I used to have one of those hats. Was dang mad when I lost it.


----------



## TheGreenHornet (Nov 4, 2009)

Dang, my wife says that size doesn't matter, but obviously the bigger the hat the bigger the fish. I need to go shopping for a new hat. Good job. That cut looks good but it would even look better warming itself on a cedar plank on my grill. Thanks for the picture.


----------



## americanforkdude (Sep 13, 2007)

Where's the fish? I can't see anything but that unGodly large hairy hat! :lol:


----------



## guner (Sep 25, 2007)

I think I saw an ad in the trading section, I bet there is an EVIL cat that would make a hat like that :twisted:


----------



## Bscuderi (Jan 2, 2012)

Personally I dig the hat.
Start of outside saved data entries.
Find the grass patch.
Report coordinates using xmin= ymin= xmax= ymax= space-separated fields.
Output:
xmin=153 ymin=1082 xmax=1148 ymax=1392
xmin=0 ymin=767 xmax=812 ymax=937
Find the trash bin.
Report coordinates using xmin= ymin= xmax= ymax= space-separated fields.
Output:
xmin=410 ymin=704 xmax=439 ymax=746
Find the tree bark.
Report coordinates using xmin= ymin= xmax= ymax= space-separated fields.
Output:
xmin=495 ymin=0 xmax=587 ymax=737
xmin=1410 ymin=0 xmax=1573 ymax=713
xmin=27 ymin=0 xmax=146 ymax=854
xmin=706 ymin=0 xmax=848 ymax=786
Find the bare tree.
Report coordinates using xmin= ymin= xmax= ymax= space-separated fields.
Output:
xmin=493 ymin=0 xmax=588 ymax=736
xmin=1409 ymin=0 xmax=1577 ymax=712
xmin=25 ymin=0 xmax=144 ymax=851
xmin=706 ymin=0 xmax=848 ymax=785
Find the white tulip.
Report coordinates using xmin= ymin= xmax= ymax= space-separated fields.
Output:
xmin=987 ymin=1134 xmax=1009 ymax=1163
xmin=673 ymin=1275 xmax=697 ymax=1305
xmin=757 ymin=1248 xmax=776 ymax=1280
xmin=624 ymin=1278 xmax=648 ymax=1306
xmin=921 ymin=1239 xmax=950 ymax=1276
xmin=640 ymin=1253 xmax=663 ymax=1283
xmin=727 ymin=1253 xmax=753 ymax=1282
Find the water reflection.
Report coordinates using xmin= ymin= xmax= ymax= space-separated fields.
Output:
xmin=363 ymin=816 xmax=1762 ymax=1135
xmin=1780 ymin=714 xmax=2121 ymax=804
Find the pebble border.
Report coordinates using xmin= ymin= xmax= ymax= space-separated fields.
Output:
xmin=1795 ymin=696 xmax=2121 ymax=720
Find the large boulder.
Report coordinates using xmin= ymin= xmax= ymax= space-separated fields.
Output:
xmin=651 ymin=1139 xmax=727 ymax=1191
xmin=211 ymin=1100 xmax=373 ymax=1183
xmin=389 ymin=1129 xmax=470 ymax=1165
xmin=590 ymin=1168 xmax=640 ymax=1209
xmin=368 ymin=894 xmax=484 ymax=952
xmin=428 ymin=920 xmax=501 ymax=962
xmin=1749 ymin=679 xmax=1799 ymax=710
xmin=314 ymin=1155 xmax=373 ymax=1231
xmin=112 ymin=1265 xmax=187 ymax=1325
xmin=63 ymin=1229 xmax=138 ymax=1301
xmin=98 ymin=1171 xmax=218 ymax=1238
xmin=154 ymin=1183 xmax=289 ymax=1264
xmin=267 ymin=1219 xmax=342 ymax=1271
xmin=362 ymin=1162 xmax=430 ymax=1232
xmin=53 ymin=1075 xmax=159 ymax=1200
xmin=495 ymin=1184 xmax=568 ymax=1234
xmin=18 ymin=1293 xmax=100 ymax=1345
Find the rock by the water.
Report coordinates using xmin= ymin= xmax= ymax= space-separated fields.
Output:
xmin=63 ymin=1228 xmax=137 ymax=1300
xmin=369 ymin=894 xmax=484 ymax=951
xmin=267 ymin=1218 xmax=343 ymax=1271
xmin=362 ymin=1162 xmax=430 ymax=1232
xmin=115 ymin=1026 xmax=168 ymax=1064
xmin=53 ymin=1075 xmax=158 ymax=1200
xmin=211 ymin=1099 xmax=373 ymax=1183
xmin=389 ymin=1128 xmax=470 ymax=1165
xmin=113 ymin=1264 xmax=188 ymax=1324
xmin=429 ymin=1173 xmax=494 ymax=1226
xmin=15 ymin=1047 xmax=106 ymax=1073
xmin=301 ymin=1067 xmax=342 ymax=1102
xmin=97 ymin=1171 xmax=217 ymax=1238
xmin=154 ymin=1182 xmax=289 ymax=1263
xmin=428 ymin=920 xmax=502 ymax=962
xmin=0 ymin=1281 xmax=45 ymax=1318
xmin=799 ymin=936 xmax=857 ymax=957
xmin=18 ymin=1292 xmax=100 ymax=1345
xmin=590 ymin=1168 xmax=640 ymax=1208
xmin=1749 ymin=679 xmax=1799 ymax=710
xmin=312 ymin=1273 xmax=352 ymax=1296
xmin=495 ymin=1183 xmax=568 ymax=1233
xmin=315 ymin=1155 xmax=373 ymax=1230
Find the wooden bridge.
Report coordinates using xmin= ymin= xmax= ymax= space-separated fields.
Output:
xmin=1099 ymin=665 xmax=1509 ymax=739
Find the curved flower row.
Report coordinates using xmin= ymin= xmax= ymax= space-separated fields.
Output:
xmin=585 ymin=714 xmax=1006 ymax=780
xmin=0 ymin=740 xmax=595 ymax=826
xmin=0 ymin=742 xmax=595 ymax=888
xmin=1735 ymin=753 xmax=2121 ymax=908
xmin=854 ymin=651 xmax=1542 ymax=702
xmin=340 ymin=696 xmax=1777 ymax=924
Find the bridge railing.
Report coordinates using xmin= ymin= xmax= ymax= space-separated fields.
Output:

Those are so warm and comfortable! Don't knock it till you try it!  but seriously nice fish!


----------



## bowhunt3r4l1f3 (Jan 12, 2011)

That hat is legite. I got it at a flea market up in northern russia. It's artic fox.


----------



## Bax* (Dec 14, 2008)

Right on! Nice fishy 8)


----------



## Mallardhead12 (Oct 17, 2011)

Both are Legit, and AWESOME! (especially the fish=D)


----------